Under certain (rather narrow) circumstances, drift-diffusion models can actually be equivalent to the optimal Bayesian model. These models can also be extended for use in purchasing choices, and one day we will hopefully have a stock-market-in-the-brain model of actual stock market decisions!

Drift-diffusion models are based on decisions between two alternatives with only one relevant attribute under consideration, but they are being expanded to decisions with multiple attributes and decisions with multiple alternatives; the fact that this is difficult is in my opinion not a bug but a feature—decisions with multiple alternatives and attributes are actually difficult for human beings to make. The fact that drift-diffusion models have difficulty with the very situations that human beings have difficulty with provides powerful evidence that drift-diffusion models are accurately representing the processes that go on inside a human brain. I’d be worried if it were too easy to extend the models to complex decisions—it would suggest that our model is describing a more flexible decision process than the one human beings actually use. Human decisions really do seem to be attempts to shoehorn two-choice single-attribute decision methods onto more complex problems, and a lot of mistakes we make are attributable to that.

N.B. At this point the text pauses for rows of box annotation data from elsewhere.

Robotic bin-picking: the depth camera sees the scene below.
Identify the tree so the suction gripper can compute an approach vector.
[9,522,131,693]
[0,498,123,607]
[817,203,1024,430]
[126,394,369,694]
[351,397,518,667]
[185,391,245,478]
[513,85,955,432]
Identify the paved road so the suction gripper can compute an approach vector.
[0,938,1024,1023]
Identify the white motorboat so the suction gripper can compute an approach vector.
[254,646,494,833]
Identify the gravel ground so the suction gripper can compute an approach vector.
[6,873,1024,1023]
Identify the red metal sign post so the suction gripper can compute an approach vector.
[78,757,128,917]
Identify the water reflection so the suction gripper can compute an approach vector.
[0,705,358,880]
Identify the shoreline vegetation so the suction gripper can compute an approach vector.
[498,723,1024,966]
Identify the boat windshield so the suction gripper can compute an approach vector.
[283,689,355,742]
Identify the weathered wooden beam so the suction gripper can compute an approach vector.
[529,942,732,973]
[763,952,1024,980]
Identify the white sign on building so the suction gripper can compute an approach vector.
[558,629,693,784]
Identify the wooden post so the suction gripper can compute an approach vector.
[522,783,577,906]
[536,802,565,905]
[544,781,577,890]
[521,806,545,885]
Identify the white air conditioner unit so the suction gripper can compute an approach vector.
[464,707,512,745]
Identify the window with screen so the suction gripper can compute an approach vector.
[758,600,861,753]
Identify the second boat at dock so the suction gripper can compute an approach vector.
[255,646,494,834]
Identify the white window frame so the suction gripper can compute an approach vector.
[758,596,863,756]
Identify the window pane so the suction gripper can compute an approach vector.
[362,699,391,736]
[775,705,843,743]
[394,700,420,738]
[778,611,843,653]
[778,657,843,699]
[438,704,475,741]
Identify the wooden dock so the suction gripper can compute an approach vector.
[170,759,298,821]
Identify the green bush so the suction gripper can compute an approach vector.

In particular, the phenomena of analysis paralysis and the paradox of choice are easily explained this way. Why is it that when people are given more alternatives, they often spend far more time trying to decide and often end up less satisfied than they were before? This makes sense if, when faced with a large number of alternatives, we spend time trying to compare them pairwise on every attribute, and then get stuck with a whole bunch of incomparable pairwise comparisons that we then have to aggregate somehow. If we could simply assign a simple utility value to each attribute and sum them up, adding new alternatives should only increase the time required by a small amount and should never result in a reduction in final utility.

When I have an important decision to make, I actually assemble a formal utility model, as I did recently when deciding on a new computer to buy (it should be in the mail any day now!). The hardest part, however, is assigning values to the coefficients in the model; just how much am I willing to spend for an extra gigabyte of RAM, anyway? How exactly do those CPU benchmarks translate into dollar value for me? I can clearly tell that this is not the native process of my mental architecture.

No, alas, we seem to be stuck with drift-diffusion, which is nearly optimal for choices with two alternatives on a single attribute, but actually pretty awful for multiple-alternative multiple-attribute decisions. But perhaps by better understanding our suboptimal processes, we can rearrange our environment to bring us closer to optimal conditions—or perhaps, one day, change the processes themselves!